Biri duyar da okur diye! Yıllardır korkuyordum birisi okur diye, ödüm patlardı. Özgür Aras aradı, haydi 45. Yıl’a özel bir şey yapalım dedi. Samsun Bey’le (Demir) konuştuk, DMC’den, o da çok sevindi. Birinci menajerim Şenay Düdek’le konuştum. Ne okusam diyoruz, daima yazışıyoruz falan. Aniden “Yeliz n’apıyorsun, ‘Beni Vur’ var ya” dedim. Şarkıyı çok hoş sözlerle emanet ettiler bana.
– En çok neresi vurdu?
“Sana bir sırrımı söyleyecektim, seni alıp götürecektim…” Beni mahvetti burası. Daima ağladım. Çok ağladım. Bu benim Ahmet Kaya’da bir numaram. Alper Atakan mükemmel bir altyapı yaptı. Gitarla ortak bir ton bulduk. Bir saatte okudum stüdyoda. O kadar dolmuş ki içim zaten…
– Ne heyecanlıdır o bekleme de…
Hem de nasıl. Yayınlanınca da ağladım. Aslında şarkıyı dinleyip hala ağlıyorum. Çok hisliyim zati.

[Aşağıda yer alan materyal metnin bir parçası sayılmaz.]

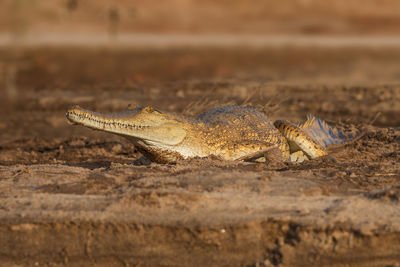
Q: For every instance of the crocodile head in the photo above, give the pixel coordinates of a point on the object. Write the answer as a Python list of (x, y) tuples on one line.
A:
[(146, 126)]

– Zati sanatçı o denli oluyor biraz da.
Aslında sanatçı hisli olacak diye bir kural yok. Çok duygusuz okuyanları da biliyorum ben. Hisli kişi kendini belirli eder. Duruşun öbür olur. Yıllardır benim duruşum daima tıpkı, hiç bozmadım. Beni yeni tanıyanlar, daima varsayım ettiğim üzeresiniz derler. Öteki nasıl olacaktım ki?
– Yeni kuşaklar da sizi keşfettiler; hatta tahminen de hiç unutulmadınız…
Yalan’la gençler keşfetti. Bir de Bu Ne Dünya Kardeşim’i biliyorlar.